Muitas vezes perdemos a noção de que “o mundo gira”, e com isso esquecemos que nossas ações também: tudo o que fazemos ao outro — seja o bem ou o mal —, de alguma forma, voltará para nós.
O problema é que atitudes de empatia e respeito, em muitos casos, não são aprendidas no lar. Por isso, tantas crianças têm dificuldade de levá-las para outras áreas da vida. Essa falta se reflete em situações do cotidiano: furar filas, tentar prejudicar alguém para conquistar uma vaga de trabalho, ou — no ambiente escolar — nas práticas de bullying, nas mentiras usadas para ferir o outro ou até nas pequenas omissões para evitar punições.
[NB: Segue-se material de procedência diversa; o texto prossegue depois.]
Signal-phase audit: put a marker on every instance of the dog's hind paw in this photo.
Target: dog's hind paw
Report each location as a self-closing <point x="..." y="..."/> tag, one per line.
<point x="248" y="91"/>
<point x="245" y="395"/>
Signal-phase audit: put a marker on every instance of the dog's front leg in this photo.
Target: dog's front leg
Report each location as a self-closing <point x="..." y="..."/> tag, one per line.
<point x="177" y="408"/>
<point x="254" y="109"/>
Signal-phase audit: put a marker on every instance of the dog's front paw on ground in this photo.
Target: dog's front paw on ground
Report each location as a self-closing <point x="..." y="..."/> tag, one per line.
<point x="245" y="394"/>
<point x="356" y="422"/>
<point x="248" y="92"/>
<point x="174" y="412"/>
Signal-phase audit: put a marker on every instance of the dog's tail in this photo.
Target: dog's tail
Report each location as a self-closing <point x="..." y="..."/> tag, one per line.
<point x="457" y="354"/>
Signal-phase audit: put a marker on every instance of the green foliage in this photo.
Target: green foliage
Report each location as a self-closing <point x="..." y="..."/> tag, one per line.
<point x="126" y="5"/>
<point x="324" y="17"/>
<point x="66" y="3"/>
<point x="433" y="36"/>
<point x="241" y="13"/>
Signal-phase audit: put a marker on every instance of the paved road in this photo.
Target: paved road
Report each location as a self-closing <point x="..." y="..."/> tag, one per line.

O primeiro passo para transformar esse cenário é compreender o verdadeiro sentido da disciplina. Hoje, muitos a associam à punição; porém, seu propósito maior é educar, reformar e salvar a criança que ainda não entende que determinada atitude está errada — seja porque vive isso em casa, seja porque ninguém lhe mostrou que isso é errado.
Podemos começar com pequenas mudanças que farão grande diferença na formação dessas crianças:
· usar palavras amáveis;
· agir com justiça em todas as situações;
· mostrar o erro e ensinar a pedir perdão;
· valorizar o aprendizado que vem dos próprios erros.
São gestos simples, mas que constroem uma cultura de empatia e respeito — dentro e fora da escola. Quando ensinamos empatia e respeito, formamos não apenas bons alunos, mas seres humanos melhores para o mundo.